Analysing the effects of privacy protection methods on data utility and data research generalisability in observational studies: A case study in asthma

University College London

Lay summary

Health data is the raw material to conduct data-driven observational studies. The results of these studies guide new clinical processes and policy makings for public health. However, releasing health data for research poses a risk to the privacy of individuals. Data holders remove data elements that directly identify individuals, such as name and personal information. However, this measure is inadequate by itself to protect privacy because a combination of remaining attributes (e.g. age, sex, occupation) can potentially leak the identity. Other measures are applied to protect privacy further. Here are some of the examples: 1) Removing the column on smoking habits 2) Deleting the record of patients older than 80 3) Aggregating data by only providing the average value of blood pressure for males and females of all ages. 5) The data is manipulated so that people with similar characteristics are put in groups with a minimum size, for example, a group of at least ten males 20-30 of age and another group for females. In all these examples, the amount of precise information for research is reduced. For example, removing the smoking column would render the data less useful for finding a correlation between the disease and smoking. Another issue is that applied manipulations on data to protect privacy are not informed of the researcher. Hence, the researchers will have uncertainties about the similarity of anonymised data to the original data in terms of relevant information to their research.
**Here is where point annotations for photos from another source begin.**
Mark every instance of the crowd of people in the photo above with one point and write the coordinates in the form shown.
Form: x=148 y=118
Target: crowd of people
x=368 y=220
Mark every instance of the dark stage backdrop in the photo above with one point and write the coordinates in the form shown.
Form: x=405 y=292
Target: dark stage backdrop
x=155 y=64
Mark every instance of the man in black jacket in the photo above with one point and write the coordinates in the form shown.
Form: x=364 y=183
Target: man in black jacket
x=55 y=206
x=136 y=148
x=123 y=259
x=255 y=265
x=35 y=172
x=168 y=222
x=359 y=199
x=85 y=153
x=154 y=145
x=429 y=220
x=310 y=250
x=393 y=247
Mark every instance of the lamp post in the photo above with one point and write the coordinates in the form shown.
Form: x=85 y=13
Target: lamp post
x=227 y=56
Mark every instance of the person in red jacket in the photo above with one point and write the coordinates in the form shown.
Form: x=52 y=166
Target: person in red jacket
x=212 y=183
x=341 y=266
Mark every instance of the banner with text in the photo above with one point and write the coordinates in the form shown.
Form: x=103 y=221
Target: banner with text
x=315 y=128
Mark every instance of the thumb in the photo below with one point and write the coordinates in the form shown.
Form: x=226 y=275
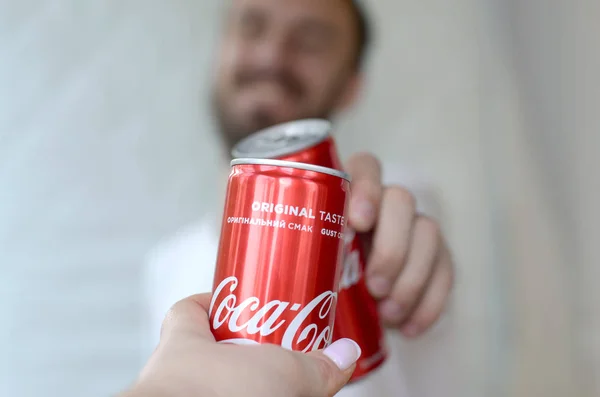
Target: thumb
x=188 y=317
x=331 y=368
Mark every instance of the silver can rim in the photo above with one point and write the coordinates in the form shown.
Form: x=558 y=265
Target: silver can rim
x=292 y=164
x=243 y=149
This will lead to biased research results which in the long term will affect data-driven medical decisions and policy makings in public health. This research aims to acquire anonymised asthma data from Biobank and further apply techniques used for anonymisation (e.g. deleting columns, aggregating values, creating synthetic records). This data will be used to analyse the effects of the anonymisation on the accuracy of observational methods in asthma. The research also aims at developing methods for measuring and characterisation of bias and loss of data usefulness. We will further investigate whether informing the researcher about the bias introduced by anonymity would improve the quality of research. It should be emphasised that the aim of the research is not to re-identify data subjects or analyse the strength of the anonymity of acquired dataset.